I wrote an application (Springboot + Data JPA + Data Rest) that keeps throwing OutOfMemoryException at me when the application loads. I can skip that code that runs on application start but then the exception may happen later down the road. It's probably best to show you what happens on application start because it's actually super simple and should not cause any problems imho:
@SpringBootApplication
@EnableAsync
@EnableJpaAuditing
public class ScraperApplication {
public static void main(String[] args) {
SpringApplication.run(ScraperApplication.class, args);
}
}
@Component
@RequiredArgsConstructor(onConstructor = @__(@Autowired))
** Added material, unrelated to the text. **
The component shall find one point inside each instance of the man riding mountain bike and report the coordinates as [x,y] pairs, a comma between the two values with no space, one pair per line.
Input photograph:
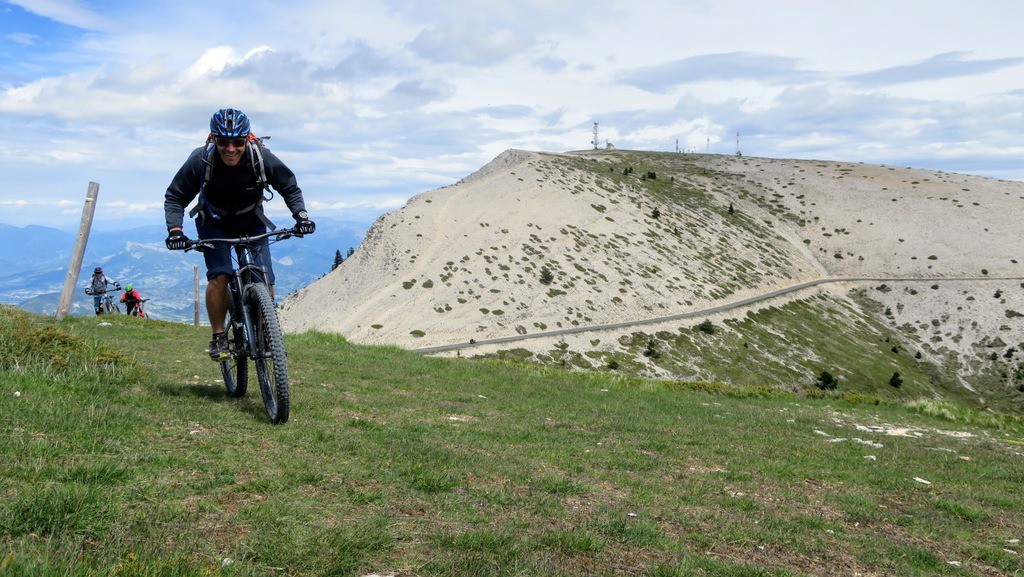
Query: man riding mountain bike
[97,286]
[229,174]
public class DefaultDataLoader {
private final @NonNull LuceneService luceneService;
@Transactional
@EventListener(ApplicationReadyEvent.class)
public void load() {
luceneService.reindexData();
}
}
@Service
@RequiredArgsConstructor(onConstructor = @__(@Autowired))
public class LuceneService {
private static final Log LOG = LogFactory.getLog(LuceneService.class);
private final @NonNull TrainingRepo trainingRepo;
private final @NonNull EntityManager entityManager;
public void reindexData() {
LOG.info("Reindexing triggered");
FullTextEntityManager fullTextEntityManager = Search.getFullTextEntityManager(entityManager);
fullTextEntityManager.purgeAll(Training.class);
LOG.info("Index purged");
int page = 0;
int size = 100;
boolean morePages = true;
Page<Training> pageData;
while (morePages) {
pageData = trainingRepo.findAll(PageRequest.of(page, size));
LOG.info("Loading page " + (page + 1) + "/" + pageData.getTotalPages());
pageData.getContent().stream().forEach(t -> fullTextEntityManager.index(t));
fullTextEntityManager.flushToIndexes(); // flush regularly to keep memory footprint low
morePages = pageData.getTotalPages() > ++page;
}
fullTextEntityManager.flushToIndexes();
LOG.info("Index flushed");
}
}
You can see what I am doing is clear out the index, read all Trainings from the TrainingRepo in a paged way (100 at a time) and write them into the index. Not much going on actually. A few minutes after the "Index purged" message I get this - and only this:
java.lang.OutOfMemoryError: Java heap space
In the logs I get to see "Index purged" but never see any "Loading page ..." message, so it must be stuck on the findAll() call.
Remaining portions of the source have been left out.